И словно не замечая, как наливается багровым лицо барыги, добавила спокойно:
— Ну, ладно сердить меня! Вези, Семипалый нас поделит.
11
Юрий Кондратьич считал себя человеком интеллигентным: до войны он успел закончить четыре курса харьковского инженерно-строительного института, увлекался философией, в студенческие годы любил щегольнуть в компании каким-нибудь занятным изречением Шопенгауэра или Ницше, и вообще, парнем был башковитым, внушал к себе по крайней мере уважение.
Кроме того, в юности был отличным теннисистом, даже выступал в соревнованиях на первенство Украины. Особую приязнь у сокурсников он никогда не вызывал, да, впрочем, и не стремился завоевать чью бы то ни было любовь или приязнь. Своего же ни на копейку не упускал, а своим считал многое.
Войну Юрий Кондратьич прошел, как полагается уважающему себя мужику, честно и многотрудно — сапером. Ранило его в конце сорок четвертого, — подготавливая проход для разведчиков, в темноте случайно задел взрыватель… — контузило, и взрывом оторвало три пальца на левой руке — средний, безымянный и мизинец.
(Однако ничего: оставшимися двумя, бывало, поднимал ведро, полное воды, держал себя в ежовых рукавицах и впоследствии всю жизнь, до самой старости, даже зимами купался в Саларе.)
Прямиком из госпиталя он подался в Ташкент, куда еще в начале войны эвакуировались мать и сестра Лида с детьми.
В Ташкенте Юрию Кондратьичу понравилось…
Была какая-то упоительная мягкость в проникнутом тихим журчанием арыков воздухе, в дальних голубых горах, в деревьях, смыкающихся зеленым сводом над тихими улицами, в белых, желтоватых и розовых особняках центра города — каждый наособицу: где колонны, где лепнина по карнизу, но все просторные, с высокими потолками — только и спасение от жары…
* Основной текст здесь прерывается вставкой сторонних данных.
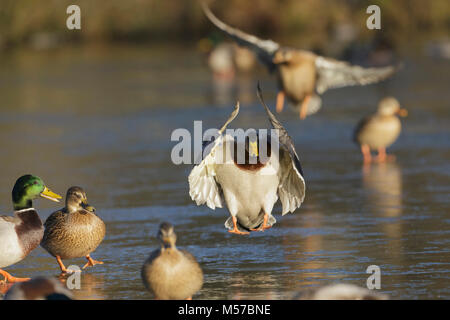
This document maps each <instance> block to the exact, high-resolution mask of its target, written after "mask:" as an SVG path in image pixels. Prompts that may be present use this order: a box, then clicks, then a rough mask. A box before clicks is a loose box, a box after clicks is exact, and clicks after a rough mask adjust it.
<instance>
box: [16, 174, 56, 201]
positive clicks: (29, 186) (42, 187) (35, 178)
mask: <svg viewBox="0 0 450 320" xmlns="http://www.w3.org/2000/svg"><path fill="white" fill-rule="evenodd" d="M38 197H42V198H46V199H48V200H51V201H55V202H59V199H61V198H62V197H61V196H60V195H59V194H56V193H54V192H52V191H51V190H50V189H49V188H47V187H46V186H45V184H44V181H42V179H41V178H39V177H37V176H34V175H31V174H26V175H24V176H21V177H20V178H19V179H17V181H16V183H15V184H14V188H13V191H12V200H13V205H14V210H21V209H27V208H31V207H32V200H34V199H36V198H38Z"/></svg>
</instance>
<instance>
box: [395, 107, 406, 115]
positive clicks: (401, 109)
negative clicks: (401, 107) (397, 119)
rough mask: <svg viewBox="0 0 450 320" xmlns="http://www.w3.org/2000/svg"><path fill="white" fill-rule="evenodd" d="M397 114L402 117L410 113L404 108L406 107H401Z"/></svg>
mask: <svg viewBox="0 0 450 320" xmlns="http://www.w3.org/2000/svg"><path fill="white" fill-rule="evenodd" d="M397 114H398V115H399V116H400V117H406V116H407V115H408V110H406V109H404V108H401V109H399V110H398V111H397Z"/></svg>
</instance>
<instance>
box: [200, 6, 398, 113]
mask: <svg viewBox="0 0 450 320" xmlns="http://www.w3.org/2000/svg"><path fill="white" fill-rule="evenodd" d="M202 7H203V12H204V13H205V15H206V16H207V17H208V19H209V20H210V21H211V22H212V23H213V24H214V25H215V26H216V27H217V28H219V29H220V30H222V31H223V32H224V33H226V34H227V35H228V36H230V37H231V38H232V39H233V40H234V41H236V42H237V43H238V44H239V45H241V46H244V47H247V48H249V49H250V50H252V51H254V52H255V54H256V55H257V56H258V58H259V60H260V61H261V62H262V63H263V64H264V65H266V66H267V68H268V69H269V71H270V72H272V71H276V74H277V78H278V86H279V88H280V89H279V92H278V95H277V104H276V110H277V112H281V111H282V110H283V105H284V98H285V96H286V97H287V98H288V99H289V100H290V101H291V102H292V103H293V104H294V105H295V106H299V107H298V108H299V110H300V119H305V118H306V116H307V115H310V114H313V113H316V112H317V111H318V110H319V109H320V106H321V99H320V96H319V95H321V94H323V93H324V92H325V91H326V90H328V89H332V88H341V87H346V86H354V85H366V84H370V83H375V82H379V81H381V80H384V79H386V78H389V77H390V76H391V75H392V74H394V73H395V72H396V71H397V69H398V67H394V66H387V67H382V68H363V67H360V66H355V65H351V64H348V63H347V62H344V61H338V60H334V59H331V58H326V57H322V56H319V55H316V54H314V53H313V52H310V51H306V50H299V49H293V48H288V47H283V46H281V45H279V44H278V43H276V42H274V41H272V40H262V39H259V38H258V37H256V36H254V35H250V34H247V33H245V32H243V31H241V30H239V29H236V28H232V27H230V26H228V25H227V24H225V23H224V22H222V21H220V20H219V19H218V18H217V17H216V16H215V15H214V14H213V13H212V12H211V10H210V9H209V8H208V6H207V5H206V3H205V2H204V1H202Z"/></svg>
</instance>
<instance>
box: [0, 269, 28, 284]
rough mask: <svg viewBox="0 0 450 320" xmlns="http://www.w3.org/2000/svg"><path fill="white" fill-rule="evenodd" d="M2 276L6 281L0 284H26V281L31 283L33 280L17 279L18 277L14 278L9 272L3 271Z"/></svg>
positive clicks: (1, 271) (22, 278) (3, 280)
mask: <svg viewBox="0 0 450 320" xmlns="http://www.w3.org/2000/svg"><path fill="white" fill-rule="evenodd" d="M0 274H1V275H2V276H4V277H5V279H4V280H2V282H0V283H4V284H6V283H7V282H9V283H16V282H25V281H30V280H31V278H16V277H13V276H12V275H10V274H9V273H8V272H6V271H4V270H1V269H0Z"/></svg>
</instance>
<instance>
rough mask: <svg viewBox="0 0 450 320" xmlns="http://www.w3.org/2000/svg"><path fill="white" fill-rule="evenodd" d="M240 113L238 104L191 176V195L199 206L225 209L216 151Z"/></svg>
mask: <svg viewBox="0 0 450 320" xmlns="http://www.w3.org/2000/svg"><path fill="white" fill-rule="evenodd" d="M238 113H239V102H238V103H237V104H236V106H235V108H234V110H233V112H232V114H231V116H230V117H229V118H228V120H227V121H226V122H225V124H224V125H223V126H222V128H221V129H220V130H219V136H218V137H217V138H216V139H215V140H214V141H213V142H211V143H209V144H207V145H206V146H204V149H203V156H204V158H203V160H202V161H201V162H200V163H199V164H198V165H196V166H195V167H194V168H193V169H192V171H191V173H190V174H189V178H188V181H189V195H190V196H191V199H192V200H194V201H195V202H196V203H197V205H198V206H199V205H202V204H205V203H206V205H207V206H208V207H209V208H211V209H213V210H214V209H215V208H216V207H218V208H222V207H223V194H222V190H221V188H220V185H218V184H217V182H216V179H215V175H216V173H215V166H216V155H217V153H216V151H217V150H218V149H219V150H221V149H220V147H221V146H223V141H224V135H223V132H224V131H225V129H226V127H227V125H228V124H229V123H230V122H231V121H233V119H234V118H236V116H237V115H238Z"/></svg>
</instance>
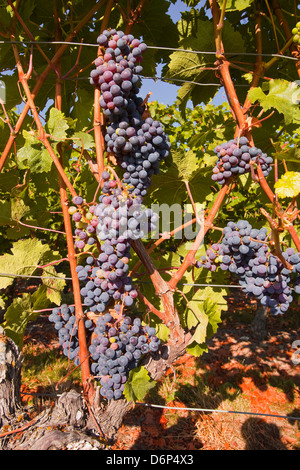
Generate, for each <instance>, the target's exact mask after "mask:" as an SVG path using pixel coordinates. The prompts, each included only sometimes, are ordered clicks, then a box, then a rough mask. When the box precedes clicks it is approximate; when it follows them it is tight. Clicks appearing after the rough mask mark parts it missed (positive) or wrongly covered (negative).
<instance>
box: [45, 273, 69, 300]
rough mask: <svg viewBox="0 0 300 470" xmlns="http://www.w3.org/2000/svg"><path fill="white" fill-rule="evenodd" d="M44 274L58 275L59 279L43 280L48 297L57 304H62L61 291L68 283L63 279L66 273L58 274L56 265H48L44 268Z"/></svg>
mask: <svg viewBox="0 0 300 470" xmlns="http://www.w3.org/2000/svg"><path fill="white" fill-rule="evenodd" d="M42 276H43V277H45V278H50V277H51V278H53V277H57V279H43V280H42V281H43V284H44V286H45V288H46V296H47V299H49V300H50V301H51V302H52V303H54V304H56V305H60V304H61V293H62V291H63V289H64V287H65V285H66V281H65V280H64V279H63V278H64V277H65V275H64V274H62V273H61V274H59V275H58V274H57V272H56V270H55V268H54V266H47V268H45V269H44V270H43V274H42Z"/></svg>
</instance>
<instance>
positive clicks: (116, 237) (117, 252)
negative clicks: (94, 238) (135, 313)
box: [75, 171, 158, 313]
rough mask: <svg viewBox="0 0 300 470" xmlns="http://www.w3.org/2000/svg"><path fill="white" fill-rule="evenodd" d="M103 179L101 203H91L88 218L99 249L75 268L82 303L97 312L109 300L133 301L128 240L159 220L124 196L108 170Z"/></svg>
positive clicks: (124, 195) (131, 198)
mask: <svg viewBox="0 0 300 470" xmlns="http://www.w3.org/2000/svg"><path fill="white" fill-rule="evenodd" d="M102 180H104V184H103V187H102V194H101V196H100V197H99V201H100V202H99V204H97V205H95V206H92V207H93V209H92V219H91V221H90V223H91V224H92V225H91V226H92V227H93V230H94V231H95V232H96V236H97V239H98V240H99V242H100V243H99V245H100V247H99V251H98V253H97V256H92V255H90V256H87V257H86V258H85V260H84V261H83V262H82V263H81V264H79V265H77V267H76V270H77V273H78V278H79V280H80V281H81V284H83V287H82V288H81V295H82V296H83V298H84V304H85V305H86V306H87V307H88V308H89V309H90V310H91V311H93V312H98V313H102V312H104V311H105V310H106V308H107V307H108V305H109V304H110V302H111V301H112V302H114V303H117V302H119V301H120V302H122V303H123V304H124V305H125V306H126V307H130V306H131V305H132V304H133V302H134V299H135V298H136V297H137V291H136V290H135V289H134V287H133V285H132V280H131V278H130V277H129V276H128V271H129V265H128V263H129V260H130V256H131V255H130V247H131V241H132V240H136V239H139V238H144V237H145V236H146V235H147V234H148V232H149V230H156V221H157V219H158V215H157V214H155V213H154V212H153V211H152V210H151V209H145V208H143V207H142V205H141V201H140V200H139V198H138V197H136V198H132V197H127V195H126V192H124V191H123V190H122V188H120V187H118V185H117V182H116V180H114V179H112V178H111V177H110V174H109V173H108V172H107V171H105V172H103V173H102ZM90 210H91V207H90V208H89V211H90ZM78 230H82V229H78ZM75 243H76V242H75Z"/></svg>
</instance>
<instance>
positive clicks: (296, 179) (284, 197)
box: [274, 171, 300, 198]
mask: <svg viewBox="0 0 300 470" xmlns="http://www.w3.org/2000/svg"><path fill="white" fill-rule="evenodd" d="M274 187H275V193H276V194H277V196H278V197H280V198H286V197H297V196H298V195H299V194H300V172H296V171H287V172H286V173H285V174H284V175H282V176H281V177H280V178H279V180H278V181H277V182H276V183H275V184H274Z"/></svg>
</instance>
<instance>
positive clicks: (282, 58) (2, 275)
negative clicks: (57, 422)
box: [0, 41, 300, 420]
mask: <svg viewBox="0 0 300 470" xmlns="http://www.w3.org/2000/svg"><path fill="white" fill-rule="evenodd" d="M0 44H10V45H11V44H23V45H24V44H30V45H32V44H47V45H52V44H53V45H70V46H86V47H99V45H98V44H90V43H83V42H66V41H0ZM147 48H148V49H155V50H166V51H173V52H185V53H189V54H199V55H215V54H216V53H215V52H214V51H194V50H189V49H181V48H175V47H174V48H172V47H162V46H147ZM226 55H227V56H253V57H257V56H262V57H278V58H281V59H288V60H293V61H298V59H297V58H295V57H291V56H286V55H283V54H269V53H261V54H258V53H252V52H227V53H226ZM142 78H143V79H149V80H163V81H177V82H181V83H191V84H194V85H202V86H220V84H218V83H199V82H193V81H187V80H180V79H176V78H164V77H142ZM76 79H78V78H76ZM80 79H82V80H88V79H89V77H80ZM240 86H248V85H240ZM0 277H20V278H30V279H57V280H64V281H67V280H68V281H70V280H72V278H70V277H60V276H56V277H55V276H34V275H27V274H12V273H0ZM135 282H136V281H135ZM137 282H138V283H151V281H137ZM178 284H181V285H184V286H194V287H221V288H239V289H241V288H242V286H240V285H230V284H228V285H225V284H197V283H178ZM24 394H25V395H36V396H50V395H49V394H48V395H47V394H42V393H39V394H35V393H28V392H26V393H24ZM51 396H53V395H51ZM57 396H58V395H57ZM136 404H137V405H142V406H146V407H151V408H160V409H169V410H176V411H193V412H195V411H197V412H203V413H227V414H241V415H249V416H264V417H270V418H283V419H288V420H300V417H295V416H286V415H276V414H268V413H255V412H247V411H234V410H219V409H206V408H190V407H174V406H166V405H155V404H149V403H140V402H137V403H136Z"/></svg>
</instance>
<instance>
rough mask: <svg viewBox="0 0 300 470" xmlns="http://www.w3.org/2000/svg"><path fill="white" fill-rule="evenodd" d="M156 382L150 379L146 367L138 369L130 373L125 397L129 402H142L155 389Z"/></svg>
mask: <svg viewBox="0 0 300 470" xmlns="http://www.w3.org/2000/svg"><path fill="white" fill-rule="evenodd" d="M155 384H156V382H155V381H154V380H152V379H150V377H149V375H148V371H147V369H145V367H144V366H140V367H137V368H136V369H133V370H131V371H130V372H129V377H128V380H127V382H126V384H125V389H124V395H125V398H126V400H127V401H133V402H136V401H141V400H143V399H144V397H145V396H146V394H147V393H148V392H149V390H151V388H153V387H155Z"/></svg>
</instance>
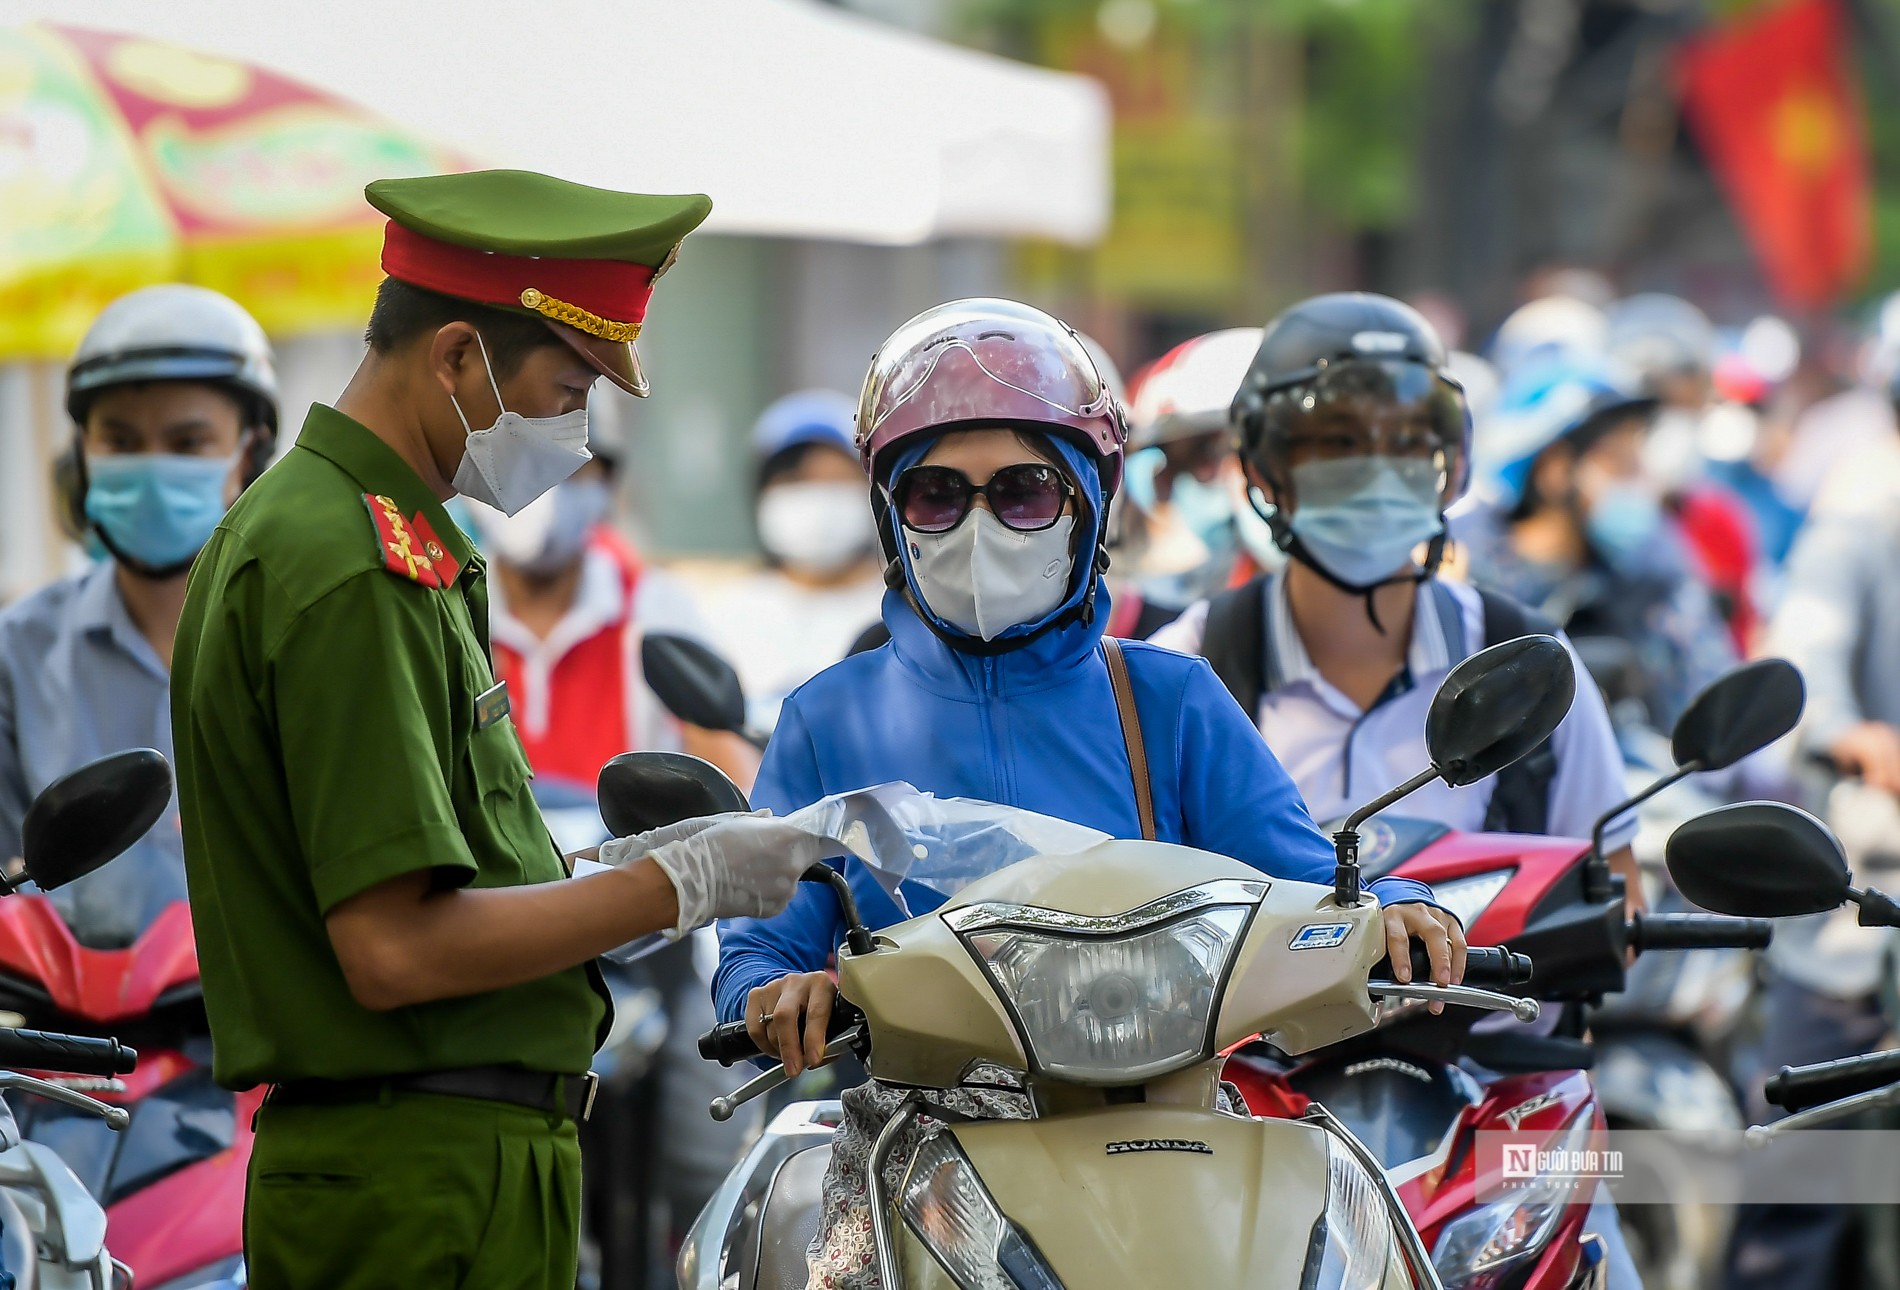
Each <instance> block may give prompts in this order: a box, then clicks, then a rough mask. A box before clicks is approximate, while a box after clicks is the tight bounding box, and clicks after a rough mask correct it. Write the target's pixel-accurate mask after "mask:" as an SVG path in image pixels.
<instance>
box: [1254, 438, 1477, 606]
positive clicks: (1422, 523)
mask: <svg viewBox="0 0 1900 1290" xmlns="http://www.w3.org/2000/svg"><path fill="white" fill-rule="evenodd" d="M1438 481H1440V469H1438V464H1436V462H1431V460H1414V458H1387V456H1349V458H1340V460H1334V462H1307V464H1305V465H1296V467H1294V481H1292V483H1294V513H1292V519H1290V521H1288V524H1290V526H1292V530H1294V536H1296V538H1300V545H1302V547H1303V549H1305V553H1307V555H1309V557H1311V559H1313V560H1317V562H1319V564H1321V568H1324V570H1326V572H1328V574H1332V576H1334V578H1338V579H1340V581H1343V583H1349V585H1355V587H1370V585H1374V583H1379V581H1385V579H1387V578H1393V576H1395V574H1398V570H1402V568H1404V566H1406V564H1408V562H1410V560H1412V549H1414V547H1417V545H1419V543H1421V541H1431V540H1433V538H1436V536H1438V534H1440V532H1444V519H1440V515H1438Z"/></svg>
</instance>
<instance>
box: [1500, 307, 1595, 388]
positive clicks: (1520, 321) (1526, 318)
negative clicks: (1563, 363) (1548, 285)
mask: <svg viewBox="0 0 1900 1290" xmlns="http://www.w3.org/2000/svg"><path fill="white" fill-rule="evenodd" d="M1607 344H1609V319H1607V317H1606V315H1604V312H1602V310H1600V308H1596V306H1594V304H1590V302H1588V300H1579V298H1577V296H1539V298H1537V300H1531V302H1530V304H1526V306H1520V308H1518V310H1516V312H1512V313H1511V317H1507V319H1505V321H1503V325H1499V329H1497V336H1493V338H1492V363H1495V365H1497V369H1499V372H1501V374H1503V378H1505V380H1511V378H1512V376H1516V374H1518V372H1520V370H1522V369H1528V367H1537V365H1541V363H1547V361H1560V363H1588V361H1592V359H1598V357H1602V353H1604V346H1607Z"/></svg>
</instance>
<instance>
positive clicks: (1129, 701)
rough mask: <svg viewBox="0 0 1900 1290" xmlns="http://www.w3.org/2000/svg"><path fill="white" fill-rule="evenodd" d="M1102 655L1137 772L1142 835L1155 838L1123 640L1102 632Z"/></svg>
mask: <svg viewBox="0 0 1900 1290" xmlns="http://www.w3.org/2000/svg"><path fill="white" fill-rule="evenodd" d="M1102 657H1104V659H1106V661H1108V684H1110V688H1112V690H1113V692H1115V711H1117V712H1119V714H1121V741H1123V743H1125V745H1129V773H1131V775H1134V813H1136V815H1140V819H1142V838H1144V840H1148V842H1153V840H1155V790H1153V785H1151V783H1150V781H1148V749H1146V745H1142V714H1140V712H1136V711H1134V682H1131V680H1129V659H1127V657H1125V655H1123V654H1121V642H1119V640H1115V638H1113V636H1102Z"/></svg>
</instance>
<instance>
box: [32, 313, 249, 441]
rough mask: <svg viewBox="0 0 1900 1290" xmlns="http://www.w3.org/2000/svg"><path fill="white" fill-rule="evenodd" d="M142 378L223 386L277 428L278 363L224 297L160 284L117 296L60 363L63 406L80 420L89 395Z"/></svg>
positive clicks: (74, 419) (81, 421)
mask: <svg viewBox="0 0 1900 1290" xmlns="http://www.w3.org/2000/svg"><path fill="white" fill-rule="evenodd" d="M148 380H201V382H209V384H215V386H228V388H232V389H234V391H237V393H239V395H247V397H245V403H247V405H255V410H253V412H247V416H257V418H258V422H260V424H262V426H266V427H268V431H270V437H272V439H276V435H277V370H276V367H274V365H272V355H270V342H268V340H266V338H264V329H262V327H258V325H257V319H255V317H251V315H249V313H245V310H243V306H241V304H237V302H236V300H232V298H230V296H220V294H218V293H217V291H209V289H205V287H190V285H184V283H165V285H160V287H144V289H141V291H133V293H131V294H127V296H120V298H118V300H114V302H112V304H108V306H106V308H104V312H103V313H101V315H99V317H97V319H95V321H93V325H91V329H89V331H87V332H85V340H82V342H80V348H78V351H76V353H74V355H72V367H68V369H66V412H68V414H72V420H74V422H78V424H84V422H85V407H87V405H89V403H91V399H93V395H97V393H99V391H101V389H110V388H112V386H129V384H135V382H148Z"/></svg>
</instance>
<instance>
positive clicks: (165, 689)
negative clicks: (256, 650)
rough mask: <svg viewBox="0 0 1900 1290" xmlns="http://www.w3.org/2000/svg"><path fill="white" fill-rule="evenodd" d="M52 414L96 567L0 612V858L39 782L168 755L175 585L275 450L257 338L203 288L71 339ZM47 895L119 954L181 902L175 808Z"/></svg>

И — щедрый солнечный свет разливался с утра, проникал сквозь листья, играл желтым и зеленым на тротуарах, въедался золотой лессовой пылью в стволы деревьев и длился до самой ночи, благоуханной чернильно-звездной ночи, оглушающей ароматами трав и кустов.
Еще разъезжали по городу редкие фаэтоны, «иса-арава» — по-узбекски, а в народе — «ишак-арава», и следом, норовя вскочить на запятки, бежали беспризорники.
Торговля в городе шла бойко и повсюду. Ломились от фруктов базары, каленые узбеки выносили в тазах, накрытых полосатыми чапанами, горячие, только из тандыра, лепешки, от которых шел такой тминный томительный дух, что мимо пройти — никакой возможности.